Roussin parlait comme un aliéné.
Il puisa dans l’égarement de son esprit l’énergie
nécessaire pour fuir celui qu’il croyait être un
revenant; il s’élança donc et alla tomber, brisé
d’épuisement et de frayeur, aux pieds du palmier de la
rue d’Orléans.
THÉÂTRE AUTOMATIQUE
XIV.
Après cette seconde mystification,
le poète s’effaça et disparut, pendant quatre ans,
de la scène publique. On crut qu’il était remonté
au ciel, ou que, comme je ne sais plus quel héros d’un
poème de lord Byron, il avait été enlevé
par quelque ondine et conduit dans les grottes secrètes du lac
Ponchartrain.
Le malin chansonnier nous préparait
une résurrection.
Il y a à peine un ou deux mois qu’un
théâtre s’ouvrit dans le voisinage de la Bourse St-Louis,
et que des [artistes] annoncèrent en lettres capitales,
qu’ils aurait l’honneur d’avoir pour chef d’orchestre
le poète Roussin.
A la première représentation,
tous les admirateurs du chantre d’Adèle inondèrent
l’étroite salle de spectacle pour faire fête au brave
adorateur des dix muses (y compris Adèle, le brune fille de Guinée).

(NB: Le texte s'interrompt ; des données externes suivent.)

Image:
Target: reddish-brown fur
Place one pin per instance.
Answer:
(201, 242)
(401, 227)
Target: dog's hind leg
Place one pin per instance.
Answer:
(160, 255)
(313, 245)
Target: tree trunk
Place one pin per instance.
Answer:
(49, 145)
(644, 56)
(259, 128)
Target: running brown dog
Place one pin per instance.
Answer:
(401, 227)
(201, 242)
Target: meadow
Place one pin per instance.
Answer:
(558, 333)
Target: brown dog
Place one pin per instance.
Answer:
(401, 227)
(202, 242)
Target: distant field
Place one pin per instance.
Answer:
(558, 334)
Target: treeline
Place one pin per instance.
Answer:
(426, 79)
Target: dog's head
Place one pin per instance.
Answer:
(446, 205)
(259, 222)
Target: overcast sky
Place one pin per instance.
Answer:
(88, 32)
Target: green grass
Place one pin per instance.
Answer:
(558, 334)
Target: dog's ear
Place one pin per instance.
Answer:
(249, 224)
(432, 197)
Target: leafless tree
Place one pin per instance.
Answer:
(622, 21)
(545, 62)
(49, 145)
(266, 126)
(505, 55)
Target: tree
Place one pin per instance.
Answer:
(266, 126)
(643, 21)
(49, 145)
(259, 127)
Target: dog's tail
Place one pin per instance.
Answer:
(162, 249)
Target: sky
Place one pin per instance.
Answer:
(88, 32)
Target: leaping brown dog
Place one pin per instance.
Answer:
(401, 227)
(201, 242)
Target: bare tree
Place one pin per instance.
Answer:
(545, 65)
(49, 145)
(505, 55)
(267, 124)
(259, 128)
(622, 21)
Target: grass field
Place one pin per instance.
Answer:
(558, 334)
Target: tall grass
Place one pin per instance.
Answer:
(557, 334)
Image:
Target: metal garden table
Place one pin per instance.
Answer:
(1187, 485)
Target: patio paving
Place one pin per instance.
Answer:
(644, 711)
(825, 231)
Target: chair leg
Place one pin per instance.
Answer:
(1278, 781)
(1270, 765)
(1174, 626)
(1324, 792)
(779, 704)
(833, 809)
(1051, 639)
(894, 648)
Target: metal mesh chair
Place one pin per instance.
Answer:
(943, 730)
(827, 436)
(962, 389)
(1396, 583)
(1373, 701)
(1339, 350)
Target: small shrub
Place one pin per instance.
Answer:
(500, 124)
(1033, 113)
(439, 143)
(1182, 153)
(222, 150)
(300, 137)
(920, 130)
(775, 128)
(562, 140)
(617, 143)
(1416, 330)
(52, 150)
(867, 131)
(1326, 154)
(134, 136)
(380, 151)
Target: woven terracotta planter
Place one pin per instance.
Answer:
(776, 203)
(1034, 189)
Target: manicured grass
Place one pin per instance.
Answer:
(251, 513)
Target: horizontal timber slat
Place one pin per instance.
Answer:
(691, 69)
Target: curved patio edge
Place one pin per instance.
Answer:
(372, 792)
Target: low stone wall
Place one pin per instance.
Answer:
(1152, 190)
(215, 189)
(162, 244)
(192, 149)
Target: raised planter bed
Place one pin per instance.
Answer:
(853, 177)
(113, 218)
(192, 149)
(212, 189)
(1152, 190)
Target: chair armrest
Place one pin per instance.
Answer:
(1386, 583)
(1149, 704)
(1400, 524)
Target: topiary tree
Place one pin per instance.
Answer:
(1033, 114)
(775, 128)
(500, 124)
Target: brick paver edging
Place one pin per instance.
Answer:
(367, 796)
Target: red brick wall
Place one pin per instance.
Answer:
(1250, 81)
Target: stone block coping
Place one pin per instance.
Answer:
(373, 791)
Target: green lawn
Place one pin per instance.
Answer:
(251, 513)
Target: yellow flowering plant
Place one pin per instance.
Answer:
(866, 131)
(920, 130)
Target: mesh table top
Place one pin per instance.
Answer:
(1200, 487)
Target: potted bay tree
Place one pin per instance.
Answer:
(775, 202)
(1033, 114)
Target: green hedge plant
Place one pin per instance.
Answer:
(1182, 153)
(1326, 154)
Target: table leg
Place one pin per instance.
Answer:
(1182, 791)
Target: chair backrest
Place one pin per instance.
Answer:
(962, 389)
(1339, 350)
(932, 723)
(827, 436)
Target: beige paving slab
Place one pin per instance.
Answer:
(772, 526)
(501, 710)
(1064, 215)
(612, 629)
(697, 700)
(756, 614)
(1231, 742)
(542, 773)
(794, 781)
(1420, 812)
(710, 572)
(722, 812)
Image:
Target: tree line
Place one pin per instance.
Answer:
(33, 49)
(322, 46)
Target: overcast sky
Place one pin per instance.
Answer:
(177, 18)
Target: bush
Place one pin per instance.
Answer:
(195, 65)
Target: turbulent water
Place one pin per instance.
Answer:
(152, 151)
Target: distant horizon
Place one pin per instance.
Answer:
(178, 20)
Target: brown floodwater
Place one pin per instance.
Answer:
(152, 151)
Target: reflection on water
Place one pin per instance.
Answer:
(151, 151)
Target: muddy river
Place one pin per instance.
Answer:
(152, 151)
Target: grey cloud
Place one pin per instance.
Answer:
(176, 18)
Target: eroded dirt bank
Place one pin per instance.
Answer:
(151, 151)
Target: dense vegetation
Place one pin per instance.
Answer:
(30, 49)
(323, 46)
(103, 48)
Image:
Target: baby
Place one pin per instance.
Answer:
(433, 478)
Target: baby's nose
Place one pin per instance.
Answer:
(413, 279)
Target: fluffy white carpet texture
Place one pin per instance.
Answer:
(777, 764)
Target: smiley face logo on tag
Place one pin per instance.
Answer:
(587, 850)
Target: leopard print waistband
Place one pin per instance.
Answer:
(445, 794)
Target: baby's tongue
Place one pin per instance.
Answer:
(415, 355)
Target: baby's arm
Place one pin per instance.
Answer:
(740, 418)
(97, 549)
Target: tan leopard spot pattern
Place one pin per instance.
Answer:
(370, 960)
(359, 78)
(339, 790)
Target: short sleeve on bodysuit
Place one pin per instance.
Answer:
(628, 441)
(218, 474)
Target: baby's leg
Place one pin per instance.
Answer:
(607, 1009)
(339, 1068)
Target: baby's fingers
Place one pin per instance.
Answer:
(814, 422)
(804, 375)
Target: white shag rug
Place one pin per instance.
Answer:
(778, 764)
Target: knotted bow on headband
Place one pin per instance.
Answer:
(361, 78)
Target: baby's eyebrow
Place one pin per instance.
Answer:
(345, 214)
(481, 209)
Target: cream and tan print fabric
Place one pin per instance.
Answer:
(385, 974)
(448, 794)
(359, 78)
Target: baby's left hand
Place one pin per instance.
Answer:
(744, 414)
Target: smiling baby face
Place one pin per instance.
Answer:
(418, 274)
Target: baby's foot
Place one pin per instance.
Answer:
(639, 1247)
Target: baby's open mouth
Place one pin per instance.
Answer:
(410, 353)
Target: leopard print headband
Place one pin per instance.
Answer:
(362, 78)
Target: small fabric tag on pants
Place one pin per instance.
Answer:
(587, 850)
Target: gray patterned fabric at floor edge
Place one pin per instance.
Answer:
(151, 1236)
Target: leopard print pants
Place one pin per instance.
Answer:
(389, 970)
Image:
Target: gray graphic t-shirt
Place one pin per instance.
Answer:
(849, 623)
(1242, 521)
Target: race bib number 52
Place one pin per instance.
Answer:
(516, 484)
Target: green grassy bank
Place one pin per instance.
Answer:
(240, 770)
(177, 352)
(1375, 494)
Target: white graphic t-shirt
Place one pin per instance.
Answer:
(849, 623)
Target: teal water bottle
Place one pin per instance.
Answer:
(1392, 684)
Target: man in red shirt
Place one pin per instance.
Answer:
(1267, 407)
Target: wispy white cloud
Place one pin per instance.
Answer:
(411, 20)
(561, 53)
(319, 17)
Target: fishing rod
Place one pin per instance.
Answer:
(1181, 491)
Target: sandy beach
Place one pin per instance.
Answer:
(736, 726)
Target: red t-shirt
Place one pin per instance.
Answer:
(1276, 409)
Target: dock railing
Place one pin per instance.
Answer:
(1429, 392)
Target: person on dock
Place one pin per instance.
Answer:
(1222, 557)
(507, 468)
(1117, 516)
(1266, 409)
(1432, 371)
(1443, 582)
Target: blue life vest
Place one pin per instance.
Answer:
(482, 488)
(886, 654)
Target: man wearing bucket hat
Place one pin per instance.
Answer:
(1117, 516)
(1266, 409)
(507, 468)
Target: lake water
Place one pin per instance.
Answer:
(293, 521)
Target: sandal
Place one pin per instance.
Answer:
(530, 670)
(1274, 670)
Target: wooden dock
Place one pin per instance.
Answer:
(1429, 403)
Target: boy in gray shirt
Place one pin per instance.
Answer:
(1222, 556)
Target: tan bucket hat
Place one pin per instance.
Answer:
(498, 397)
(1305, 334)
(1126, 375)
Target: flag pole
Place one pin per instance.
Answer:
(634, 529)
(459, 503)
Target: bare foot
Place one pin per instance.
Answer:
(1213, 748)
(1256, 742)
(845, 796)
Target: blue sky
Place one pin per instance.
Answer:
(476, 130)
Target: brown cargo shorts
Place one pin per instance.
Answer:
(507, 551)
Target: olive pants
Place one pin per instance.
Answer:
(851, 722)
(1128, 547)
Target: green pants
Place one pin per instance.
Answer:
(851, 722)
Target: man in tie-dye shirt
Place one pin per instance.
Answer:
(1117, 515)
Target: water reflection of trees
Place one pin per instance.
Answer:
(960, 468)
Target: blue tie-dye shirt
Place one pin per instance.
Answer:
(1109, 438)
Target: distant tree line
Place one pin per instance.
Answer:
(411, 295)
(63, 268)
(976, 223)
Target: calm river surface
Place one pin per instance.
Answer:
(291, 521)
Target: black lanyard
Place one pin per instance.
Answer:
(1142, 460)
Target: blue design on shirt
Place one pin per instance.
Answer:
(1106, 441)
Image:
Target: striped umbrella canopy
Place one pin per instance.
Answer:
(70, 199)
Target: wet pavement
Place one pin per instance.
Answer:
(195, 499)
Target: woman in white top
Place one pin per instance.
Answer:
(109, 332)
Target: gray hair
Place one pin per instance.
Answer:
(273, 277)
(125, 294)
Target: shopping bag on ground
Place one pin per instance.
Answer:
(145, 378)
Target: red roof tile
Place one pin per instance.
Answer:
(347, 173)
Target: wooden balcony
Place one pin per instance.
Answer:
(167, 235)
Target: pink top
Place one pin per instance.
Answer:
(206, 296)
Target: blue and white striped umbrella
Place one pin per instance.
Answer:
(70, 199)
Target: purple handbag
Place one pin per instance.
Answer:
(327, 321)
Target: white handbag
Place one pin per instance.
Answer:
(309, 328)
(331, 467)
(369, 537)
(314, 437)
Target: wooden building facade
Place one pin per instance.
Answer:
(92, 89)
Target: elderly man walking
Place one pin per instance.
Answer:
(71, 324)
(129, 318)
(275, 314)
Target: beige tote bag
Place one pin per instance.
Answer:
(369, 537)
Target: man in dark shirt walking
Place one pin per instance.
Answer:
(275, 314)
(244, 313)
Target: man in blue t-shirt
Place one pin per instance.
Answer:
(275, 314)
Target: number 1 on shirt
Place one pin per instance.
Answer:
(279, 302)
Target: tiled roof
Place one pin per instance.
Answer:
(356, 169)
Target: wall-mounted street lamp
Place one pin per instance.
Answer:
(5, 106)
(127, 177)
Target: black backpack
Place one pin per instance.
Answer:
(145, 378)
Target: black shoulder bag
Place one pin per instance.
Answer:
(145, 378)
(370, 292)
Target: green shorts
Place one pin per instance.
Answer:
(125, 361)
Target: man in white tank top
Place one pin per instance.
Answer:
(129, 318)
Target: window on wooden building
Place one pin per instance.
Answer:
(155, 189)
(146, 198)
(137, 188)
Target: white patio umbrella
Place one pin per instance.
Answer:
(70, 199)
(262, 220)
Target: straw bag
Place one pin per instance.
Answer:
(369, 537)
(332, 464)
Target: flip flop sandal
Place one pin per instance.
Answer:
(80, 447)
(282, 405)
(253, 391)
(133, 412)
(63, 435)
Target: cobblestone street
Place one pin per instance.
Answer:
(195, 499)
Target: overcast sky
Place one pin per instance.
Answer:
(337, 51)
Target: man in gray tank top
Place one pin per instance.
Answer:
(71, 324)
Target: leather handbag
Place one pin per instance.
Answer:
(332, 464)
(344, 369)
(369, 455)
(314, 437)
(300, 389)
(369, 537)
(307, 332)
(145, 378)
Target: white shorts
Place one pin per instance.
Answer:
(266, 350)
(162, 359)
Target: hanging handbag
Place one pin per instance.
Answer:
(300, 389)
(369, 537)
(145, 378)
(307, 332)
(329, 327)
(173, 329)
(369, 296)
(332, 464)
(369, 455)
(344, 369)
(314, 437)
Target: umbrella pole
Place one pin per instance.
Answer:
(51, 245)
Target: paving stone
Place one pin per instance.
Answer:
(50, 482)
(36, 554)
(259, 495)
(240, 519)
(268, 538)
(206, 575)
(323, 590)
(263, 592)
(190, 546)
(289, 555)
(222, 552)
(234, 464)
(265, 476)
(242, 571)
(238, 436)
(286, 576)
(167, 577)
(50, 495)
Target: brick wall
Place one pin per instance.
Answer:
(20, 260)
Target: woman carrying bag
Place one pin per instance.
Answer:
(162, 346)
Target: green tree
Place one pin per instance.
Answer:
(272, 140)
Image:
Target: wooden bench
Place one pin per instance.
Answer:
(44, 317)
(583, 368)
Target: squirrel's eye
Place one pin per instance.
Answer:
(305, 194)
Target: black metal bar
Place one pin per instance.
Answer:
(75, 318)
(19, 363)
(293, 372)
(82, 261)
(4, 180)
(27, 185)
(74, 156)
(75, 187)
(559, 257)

Charles le ressuscité, Paul, Eugène
allèrent s’asseoir à un parquet ou quatre homme
et un caporal auraient été gênés.
Lorsque le célèbre Roussin parut:
—Vive Roussin! s’écrièrent
les uns.
—Une couronne de foin à Roussin! ajoutèrent
les autres.
Cette cruelle épreuve brisa les dernières
allusions du poète incompris, et il s’éteignait
un soir avec les lampions du théâtre automatique.